Worsening tachycardia, decreased urine output, development of acute respiratory distress (ARDS), pulmonary edema, effusion and ascites is indicative of progressive systemic inflammatory response (SIRS). Patients will need standard symptomatic support as per ICU standard.
Hypocalcemia is another frequent occurrence and is associated with poorer outcome. Most commonly explained mechanisms for this phenomenon is formation of calcium salts with free fatty acids released from auto-digeston of mesenteric fat by pancreatic enzymes. Transient hypoparathyroidism and hypomagnesemia may also contribute. In later stages, high levels of catecholamines can cause intracellular shifting of circulating calcium, further potentiating hypocalcemia. Clinically this may present with neuromuscular and cardiovascular complications and tetanic spasms in severe cases. Careful replacement of calcium with monitoring is advisable but controversial as sustained rise in cytosolic calcium may result in further pre mature activation of trypsinogen.
Hypophosphatemia is also reported in acute pancreatitis but its aetiology and clinical impact is not well understood. Hyponatremia occur possibly due to third space fluid shift.
Provoked hypercoagulable state as explained above will need treatment with anticoagulants and monitoring of complications. Untreated cases are frequently associated with thrombi in splanchnic veins, pulmonary emboli and infarcts.

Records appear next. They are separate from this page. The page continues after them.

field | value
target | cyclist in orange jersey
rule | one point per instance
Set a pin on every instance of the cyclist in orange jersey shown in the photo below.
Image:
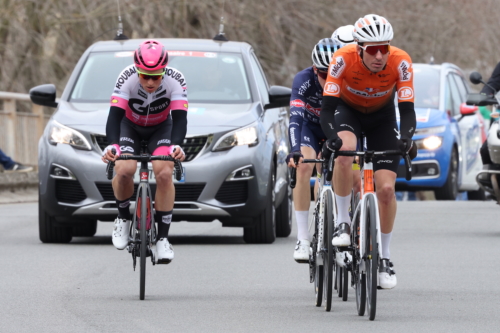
(358, 98)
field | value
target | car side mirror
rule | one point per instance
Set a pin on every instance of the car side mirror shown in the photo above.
(475, 78)
(279, 96)
(44, 94)
(468, 110)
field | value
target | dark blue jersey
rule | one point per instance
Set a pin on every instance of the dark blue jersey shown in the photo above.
(305, 105)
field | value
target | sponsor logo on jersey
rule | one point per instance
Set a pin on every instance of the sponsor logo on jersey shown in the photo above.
(304, 87)
(297, 103)
(124, 138)
(177, 76)
(332, 88)
(366, 94)
(312, 109)
(403, 68)
(338, 68)
(124, 77)
(405, 93)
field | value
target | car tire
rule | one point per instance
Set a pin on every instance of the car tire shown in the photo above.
(449, 190)
(284, 215)
(85, 229)
(48, 231)
(264, 228)
(478, 195)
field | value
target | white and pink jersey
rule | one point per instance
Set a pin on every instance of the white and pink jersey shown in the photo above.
(145, 109)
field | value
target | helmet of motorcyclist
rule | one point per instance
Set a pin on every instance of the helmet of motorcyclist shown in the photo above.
(323, 51)
(151, 55)
(344, 34)
(372, 28)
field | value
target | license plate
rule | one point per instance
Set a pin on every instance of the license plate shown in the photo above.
(152, 179)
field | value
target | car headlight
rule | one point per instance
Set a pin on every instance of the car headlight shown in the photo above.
(59, 133)
(240, 137)
(430, 143)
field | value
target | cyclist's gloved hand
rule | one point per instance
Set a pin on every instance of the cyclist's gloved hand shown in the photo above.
(331, 145)
(290, 158)
(408, 146)
(111, 153)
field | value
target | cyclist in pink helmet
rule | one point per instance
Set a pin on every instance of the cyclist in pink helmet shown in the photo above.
(149, 102)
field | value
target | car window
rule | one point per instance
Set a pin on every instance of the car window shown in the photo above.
(210, 77)
(455, 95)
(426, 84)
(260, 79)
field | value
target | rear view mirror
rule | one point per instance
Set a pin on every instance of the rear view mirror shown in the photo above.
(475, 78)
(467, 110)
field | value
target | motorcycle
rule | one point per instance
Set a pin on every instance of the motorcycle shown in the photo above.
(489, 178)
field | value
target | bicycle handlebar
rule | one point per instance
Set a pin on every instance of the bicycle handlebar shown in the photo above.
(146, 158)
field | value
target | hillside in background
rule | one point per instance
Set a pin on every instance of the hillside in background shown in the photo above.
(41, 41)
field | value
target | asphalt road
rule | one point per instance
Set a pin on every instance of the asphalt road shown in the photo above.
(445, 254)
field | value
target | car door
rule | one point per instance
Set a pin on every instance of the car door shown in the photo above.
(274, 120)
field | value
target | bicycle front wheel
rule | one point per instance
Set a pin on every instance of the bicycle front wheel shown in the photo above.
(371, 257)
(144, 242)
(328, 249)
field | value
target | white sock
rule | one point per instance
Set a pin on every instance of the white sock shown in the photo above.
(386, 243)
(343, 209)
(302, 223)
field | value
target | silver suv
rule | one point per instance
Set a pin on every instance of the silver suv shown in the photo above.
(236, 142)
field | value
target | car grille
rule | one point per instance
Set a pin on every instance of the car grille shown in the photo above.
(233, 192)
(183, 192)
(69, 191)
(191, 146)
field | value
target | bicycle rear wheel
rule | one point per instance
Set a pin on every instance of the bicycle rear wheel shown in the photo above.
(371, 257)
(143, 231)
(328, 248)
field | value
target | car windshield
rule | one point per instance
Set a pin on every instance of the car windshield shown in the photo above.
(211, 77)
(426, 85)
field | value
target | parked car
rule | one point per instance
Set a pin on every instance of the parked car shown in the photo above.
(448, 136)
(236, 142)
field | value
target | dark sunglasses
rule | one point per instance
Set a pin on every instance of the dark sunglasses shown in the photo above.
(322, 73)
(373, 49)
(147, 77)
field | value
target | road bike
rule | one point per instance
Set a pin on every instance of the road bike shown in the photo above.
(321, 258)
(142, 233)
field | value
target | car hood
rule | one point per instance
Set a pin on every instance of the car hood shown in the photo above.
(202, 118)
(429, 117)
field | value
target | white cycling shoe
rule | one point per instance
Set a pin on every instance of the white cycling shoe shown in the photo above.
(164, 251)
(120, 233)
(386, 275)
(302, 251)
(342, 235)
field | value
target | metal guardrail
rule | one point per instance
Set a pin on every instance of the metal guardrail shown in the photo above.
(20, 131)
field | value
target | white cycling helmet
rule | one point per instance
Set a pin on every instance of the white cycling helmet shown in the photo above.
(344, 34)
(323, 51)
(372, 28)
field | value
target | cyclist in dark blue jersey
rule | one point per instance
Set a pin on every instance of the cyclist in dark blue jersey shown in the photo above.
(306, 135)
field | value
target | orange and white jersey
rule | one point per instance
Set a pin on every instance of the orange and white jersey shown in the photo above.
(363, 90)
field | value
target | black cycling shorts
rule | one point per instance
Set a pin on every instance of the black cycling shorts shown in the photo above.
(131, 135)
(380, 129)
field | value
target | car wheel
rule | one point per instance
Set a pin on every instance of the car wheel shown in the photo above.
(48, 231)
(264, 228)
(85, 229)
(449, 190)
(284, 215)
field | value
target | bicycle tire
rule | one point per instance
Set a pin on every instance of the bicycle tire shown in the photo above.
(143, 232)
(359, 278)
(371, 258)
(327, 245)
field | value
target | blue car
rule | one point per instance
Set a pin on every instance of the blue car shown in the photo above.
(448, 135)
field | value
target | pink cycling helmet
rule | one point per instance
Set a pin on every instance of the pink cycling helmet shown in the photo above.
(151, 55)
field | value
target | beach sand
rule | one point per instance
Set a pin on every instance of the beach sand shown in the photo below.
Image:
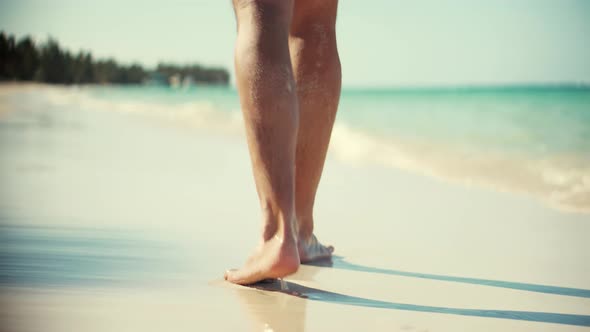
(118, 221)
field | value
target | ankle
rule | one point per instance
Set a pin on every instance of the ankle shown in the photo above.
(304, 227)
(279, 224)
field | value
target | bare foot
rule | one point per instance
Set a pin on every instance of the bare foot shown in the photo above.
(312, 250)
(275, 258)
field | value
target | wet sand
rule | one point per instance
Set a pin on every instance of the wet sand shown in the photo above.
(117, 221)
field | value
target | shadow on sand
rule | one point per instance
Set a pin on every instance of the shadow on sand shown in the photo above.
(338, 262)
(314, 294)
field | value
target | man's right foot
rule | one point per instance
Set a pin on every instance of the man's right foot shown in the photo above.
(275, 258)
(312, 250)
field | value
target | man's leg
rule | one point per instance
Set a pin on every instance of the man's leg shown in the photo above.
(316, 66)
(269, 104)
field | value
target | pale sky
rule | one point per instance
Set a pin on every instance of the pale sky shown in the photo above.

Pseudocysts and necrotic debris collections are common breeding grounds for infection but prophylactic antibiotic use is not recommended. Cultures obtained from debris drainage alongside blood cultures should be used for judicious antibiotic administration.
There is no data to support use of protease inhibitors, anti-oxidants or probiotics for treatment of severe AP in children.

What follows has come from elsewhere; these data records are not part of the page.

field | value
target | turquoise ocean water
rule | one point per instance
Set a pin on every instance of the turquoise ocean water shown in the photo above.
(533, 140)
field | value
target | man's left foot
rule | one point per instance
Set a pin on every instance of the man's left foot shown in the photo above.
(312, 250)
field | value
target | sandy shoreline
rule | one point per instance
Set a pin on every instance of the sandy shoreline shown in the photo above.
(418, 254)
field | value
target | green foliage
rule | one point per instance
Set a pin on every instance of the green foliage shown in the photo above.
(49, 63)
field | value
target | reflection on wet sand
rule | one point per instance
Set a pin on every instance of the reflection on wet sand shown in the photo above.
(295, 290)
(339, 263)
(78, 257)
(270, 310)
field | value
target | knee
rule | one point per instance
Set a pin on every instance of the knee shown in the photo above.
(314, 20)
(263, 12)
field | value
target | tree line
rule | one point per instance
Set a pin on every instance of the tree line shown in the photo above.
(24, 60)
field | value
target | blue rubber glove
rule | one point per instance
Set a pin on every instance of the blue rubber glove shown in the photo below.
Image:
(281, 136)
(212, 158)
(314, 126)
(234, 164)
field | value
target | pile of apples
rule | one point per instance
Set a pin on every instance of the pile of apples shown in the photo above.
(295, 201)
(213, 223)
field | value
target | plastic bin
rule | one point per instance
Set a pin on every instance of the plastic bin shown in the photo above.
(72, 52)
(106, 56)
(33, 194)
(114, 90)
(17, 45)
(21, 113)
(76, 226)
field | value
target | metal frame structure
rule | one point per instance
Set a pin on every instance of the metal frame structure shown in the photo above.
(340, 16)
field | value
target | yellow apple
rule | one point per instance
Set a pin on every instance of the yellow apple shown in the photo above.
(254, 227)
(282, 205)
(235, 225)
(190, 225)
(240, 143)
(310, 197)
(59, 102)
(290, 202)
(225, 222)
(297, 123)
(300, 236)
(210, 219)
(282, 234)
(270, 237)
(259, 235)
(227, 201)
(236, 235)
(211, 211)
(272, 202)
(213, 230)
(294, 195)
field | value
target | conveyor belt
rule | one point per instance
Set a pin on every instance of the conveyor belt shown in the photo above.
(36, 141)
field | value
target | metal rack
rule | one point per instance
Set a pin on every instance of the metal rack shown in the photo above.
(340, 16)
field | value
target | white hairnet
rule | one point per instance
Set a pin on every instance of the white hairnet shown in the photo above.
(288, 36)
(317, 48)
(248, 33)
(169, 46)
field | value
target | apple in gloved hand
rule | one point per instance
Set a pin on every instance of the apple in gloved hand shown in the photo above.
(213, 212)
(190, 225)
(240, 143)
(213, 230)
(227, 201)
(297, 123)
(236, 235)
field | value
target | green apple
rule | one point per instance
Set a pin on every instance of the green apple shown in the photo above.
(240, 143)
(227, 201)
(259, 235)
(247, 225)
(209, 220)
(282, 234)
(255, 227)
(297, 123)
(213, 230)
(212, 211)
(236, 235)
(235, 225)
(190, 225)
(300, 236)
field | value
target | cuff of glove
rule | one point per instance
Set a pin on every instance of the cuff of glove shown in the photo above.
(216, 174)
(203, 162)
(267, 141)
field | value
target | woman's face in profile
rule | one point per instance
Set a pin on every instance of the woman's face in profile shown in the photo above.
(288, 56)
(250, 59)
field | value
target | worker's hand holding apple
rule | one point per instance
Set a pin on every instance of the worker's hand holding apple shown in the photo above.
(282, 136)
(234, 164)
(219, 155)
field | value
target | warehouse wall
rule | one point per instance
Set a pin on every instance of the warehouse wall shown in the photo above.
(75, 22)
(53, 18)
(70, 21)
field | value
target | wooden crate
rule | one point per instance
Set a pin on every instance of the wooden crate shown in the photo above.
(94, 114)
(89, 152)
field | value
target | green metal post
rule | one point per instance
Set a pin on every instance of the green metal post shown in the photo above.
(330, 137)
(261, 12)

The current NICE guidelines recommend a minimally invasive approach. Similarly, according to 2013 American College of Gastroenterology Guidelines, surgical intervention is advisable only for gall stone pancreatitis and debridement of necrosis if not approachable by non-invasive methods.

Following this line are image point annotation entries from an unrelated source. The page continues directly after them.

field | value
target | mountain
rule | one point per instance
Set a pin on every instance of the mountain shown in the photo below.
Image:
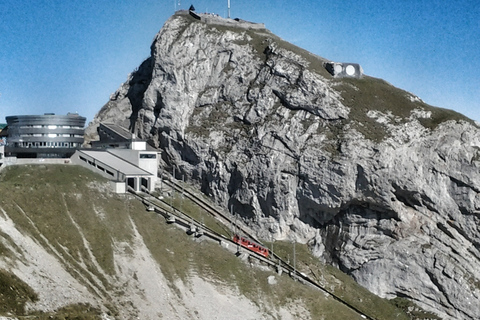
(72, 249)
(375, 181)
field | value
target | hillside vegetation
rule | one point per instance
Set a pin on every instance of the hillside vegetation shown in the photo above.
(69, 213)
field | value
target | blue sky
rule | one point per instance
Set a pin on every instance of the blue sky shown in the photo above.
(69, 56)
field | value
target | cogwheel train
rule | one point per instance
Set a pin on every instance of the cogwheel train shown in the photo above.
(250, 245)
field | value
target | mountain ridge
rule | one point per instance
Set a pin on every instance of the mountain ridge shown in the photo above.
(378, 183)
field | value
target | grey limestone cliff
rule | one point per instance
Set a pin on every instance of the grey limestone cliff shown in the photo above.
(379, 184)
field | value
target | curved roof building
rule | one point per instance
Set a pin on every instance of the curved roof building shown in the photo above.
(44, 136)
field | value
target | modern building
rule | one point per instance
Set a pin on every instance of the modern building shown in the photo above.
(128, 162)
(44, 136)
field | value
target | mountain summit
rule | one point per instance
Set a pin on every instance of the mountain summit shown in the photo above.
(378, 183)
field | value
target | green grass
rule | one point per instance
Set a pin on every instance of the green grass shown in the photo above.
(14, 294)
(57, 202)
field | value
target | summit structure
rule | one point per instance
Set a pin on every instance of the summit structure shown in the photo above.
(378, 183)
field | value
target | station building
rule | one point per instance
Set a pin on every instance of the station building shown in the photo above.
(44, 136)
(129, 163)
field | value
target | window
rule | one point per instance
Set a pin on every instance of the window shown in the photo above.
(148, 156)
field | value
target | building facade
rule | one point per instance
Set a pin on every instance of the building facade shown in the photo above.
(44, 136)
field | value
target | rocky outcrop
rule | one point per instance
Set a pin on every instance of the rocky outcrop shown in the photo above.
(377, 182)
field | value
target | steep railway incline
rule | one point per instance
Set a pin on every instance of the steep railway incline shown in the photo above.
(198, 229)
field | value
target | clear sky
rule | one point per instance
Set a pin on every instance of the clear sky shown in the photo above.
(69, 56)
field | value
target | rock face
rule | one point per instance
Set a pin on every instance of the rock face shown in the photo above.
(377, 182)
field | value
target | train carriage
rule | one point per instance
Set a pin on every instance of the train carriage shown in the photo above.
(251, 245)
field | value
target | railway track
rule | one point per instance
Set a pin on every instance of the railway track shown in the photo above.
(194, 226)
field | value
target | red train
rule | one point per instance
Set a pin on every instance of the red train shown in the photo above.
(250, 245)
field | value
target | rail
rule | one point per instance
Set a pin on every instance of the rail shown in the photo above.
(193, 225)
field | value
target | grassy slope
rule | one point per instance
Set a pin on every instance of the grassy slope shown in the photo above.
(53, 196)
(360, 95)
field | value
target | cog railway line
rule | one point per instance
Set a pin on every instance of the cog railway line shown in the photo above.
(198, 229)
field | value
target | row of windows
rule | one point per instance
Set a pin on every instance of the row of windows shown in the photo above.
(50, 135)
(50, 126)
(44, 144)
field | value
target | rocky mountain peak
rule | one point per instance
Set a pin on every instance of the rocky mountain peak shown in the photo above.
(380, 184)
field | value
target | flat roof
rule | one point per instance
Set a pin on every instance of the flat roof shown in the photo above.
(115, 162)
(121, 131)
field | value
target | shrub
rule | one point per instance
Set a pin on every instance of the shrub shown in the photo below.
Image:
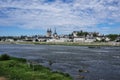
(4, 57)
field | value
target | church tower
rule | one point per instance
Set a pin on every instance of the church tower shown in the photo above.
(49, 33)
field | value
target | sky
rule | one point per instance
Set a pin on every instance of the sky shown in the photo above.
(34, 17)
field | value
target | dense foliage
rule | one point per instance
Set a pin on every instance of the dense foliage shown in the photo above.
(17, 69)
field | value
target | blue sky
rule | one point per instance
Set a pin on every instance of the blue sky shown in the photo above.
(33, 17)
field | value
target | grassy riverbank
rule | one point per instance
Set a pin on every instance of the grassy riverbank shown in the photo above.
(17, 69)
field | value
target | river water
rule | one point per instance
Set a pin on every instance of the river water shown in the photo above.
(99, 63)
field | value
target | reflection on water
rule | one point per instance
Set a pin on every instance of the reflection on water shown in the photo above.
(102, 63)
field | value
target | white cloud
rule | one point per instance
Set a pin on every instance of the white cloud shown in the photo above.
(78, 14)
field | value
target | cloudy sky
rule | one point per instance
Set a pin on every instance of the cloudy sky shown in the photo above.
(29, 17)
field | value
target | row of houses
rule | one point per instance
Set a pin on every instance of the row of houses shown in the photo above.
(49, 37)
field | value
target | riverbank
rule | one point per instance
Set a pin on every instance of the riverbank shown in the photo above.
(17, 69)
(68, 43)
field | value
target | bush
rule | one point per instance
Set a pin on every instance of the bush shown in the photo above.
(4, 57)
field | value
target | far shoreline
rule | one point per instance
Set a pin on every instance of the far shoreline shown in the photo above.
(107, 44)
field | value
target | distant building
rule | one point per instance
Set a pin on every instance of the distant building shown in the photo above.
(49, 33)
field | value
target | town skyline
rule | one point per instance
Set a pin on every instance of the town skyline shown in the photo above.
(23, 17)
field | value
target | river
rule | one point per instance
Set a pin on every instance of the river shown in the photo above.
(100, 63)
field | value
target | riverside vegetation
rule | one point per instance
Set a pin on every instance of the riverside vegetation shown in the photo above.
(17, 69)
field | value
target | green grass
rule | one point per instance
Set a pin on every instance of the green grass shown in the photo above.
(17, 69)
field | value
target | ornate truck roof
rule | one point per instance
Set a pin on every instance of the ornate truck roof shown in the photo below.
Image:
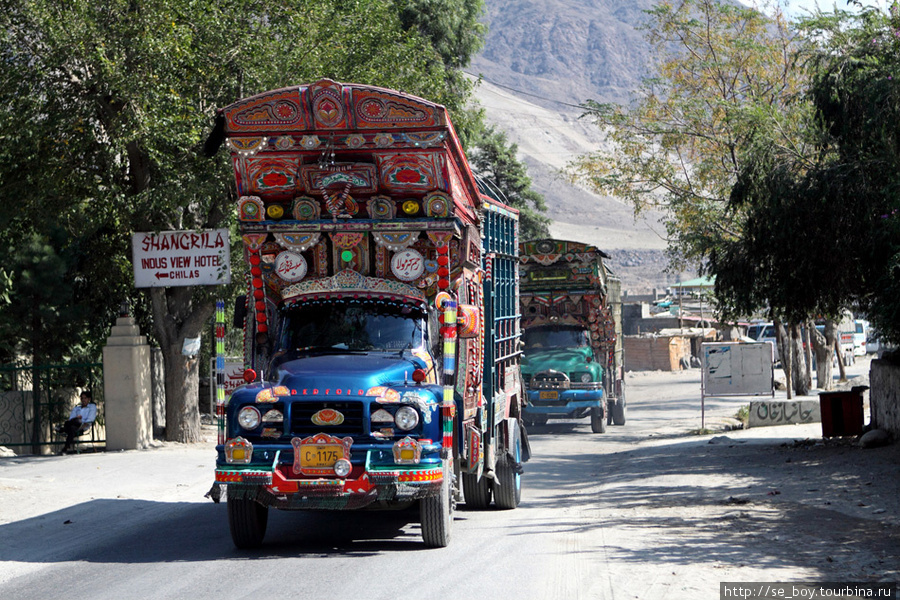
(344, 143)
(549, 251)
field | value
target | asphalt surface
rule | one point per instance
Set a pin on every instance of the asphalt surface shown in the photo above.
(648, 510)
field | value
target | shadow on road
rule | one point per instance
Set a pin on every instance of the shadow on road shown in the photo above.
(760, 503)
(160, 532)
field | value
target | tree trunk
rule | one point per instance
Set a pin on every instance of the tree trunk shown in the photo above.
(784, 348)
(182, 395)
(175, 317)
(801, 383)
(824, 349)
(807, 349)
(839, 352)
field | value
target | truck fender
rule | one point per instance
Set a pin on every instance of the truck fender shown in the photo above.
(512, 425)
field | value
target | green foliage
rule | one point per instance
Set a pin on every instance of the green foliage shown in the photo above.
(107, 106)
(723, 74)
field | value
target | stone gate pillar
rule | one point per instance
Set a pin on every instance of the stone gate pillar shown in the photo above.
(126, 387)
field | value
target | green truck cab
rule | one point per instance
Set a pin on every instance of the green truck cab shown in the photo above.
(571, 314)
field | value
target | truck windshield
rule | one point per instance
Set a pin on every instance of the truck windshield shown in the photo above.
(555, 336)
(352, 325)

Endoscopic ultrasonography-guided drainage: the indications for EUS-guided drainage are: pseudocyst larger than 5cm, necrotic collections with evidence of infection or cysts persistent for > 4–6 weeks; since these are less likely to self-resolve. This effective procedure can also be used for creation of a cystgastrostomy and has effectively replaced surgical cystgastrostomy.
Therapeutic endoscopic retrograde choleangiopancreatography (ERCP): ERCP has a role where imaging suggests an obstruction. It can also be used in placing transpapillary drainage stents to drain a pseudocyst communicating with the pancreatic duct. Despite the risk of post ERCP AP, it's a useful diagnostic and therapeutic tool; but there is no guideline regarding ideal timing of this procedure in children.
Outcome in severe complicated pancreatitis has improved significantly since the advent of minimally invasive approach. However, complete recovery with no further episodes of pancreatitis cannot be achieved without the definitive treatment of aetiology therefore, children with genetic mutation remain at high risk for recurrent pancreatitis and eventually chronic pancreatitis.
Severe complicated paediatric AP can be life threatening and is associated with significant morbidity; but as our knowledge about the disease is improving, prognosis is also improving. We have learnt that key to complete recovery is: early diagnosis, MDT involvement with ICU care and minimally invasive approach. Further research specific to the paediatric population is required to inform incidence, prevalence and evidence-based practice, particularly in light of its association with COVID-19.